Chinese efforts to cool the property market have been branded ‘too effective’, falling to dangerously low levels, according to reports

This week the Financial Times reported that property transactions have fallen by 39 per cent year on year, according to figures released for October, in China’s 15 biggest cities.

Fresh concerns are now surfacing that the government has underestimated the impact of their cooling measures and may not be able to manage a quick policy change response.

Almost 13 per cent of China’s economy is accounted for by property construction, so a fall in homebuyers will affect local industry and a Chinese slowdown could have ‘a devastating’ effect on the global economy.

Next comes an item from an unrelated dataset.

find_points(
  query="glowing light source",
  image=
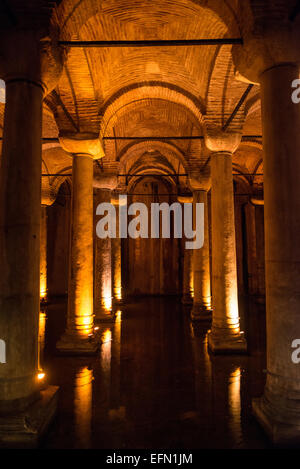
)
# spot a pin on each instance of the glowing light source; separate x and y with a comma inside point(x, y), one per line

According to the Financial Times Chinese vice-premier Wang Qishan, who oversees the financial sector, has warned that China now needs to deepen financial reforms to cope with a predicted global recession.

He told the paper: ‘Right now the global economic situation is extremely serious and in a time of uncertainty the only thing we can be certain of is that the world economic recession caused by the international crisis will last a long time.’

Only last year the Chinese economy was described as ‘healthy and buoyant’ with the commercial property market booming and tenant demand for rental properties as high as before the global financial crisis (see RICS Global Commercial Property Survey).

However as Chinese authorities became increasingly concerned about the overheating property market and inflation it introduced cooling measures to rein in monetary stimulus and tighten the property markets.

In late 2010 officials raised downpayments required for first and second homebuyers and stopped lending to third home and non-local buyers.

A new property tax was introduced in Shanghai and Chongqing, aimed to eradicate non-owner occupiers and purchasers. Each city determined its own tax rates which were between 0.5 per cent to 1 per cent of a properties annual value.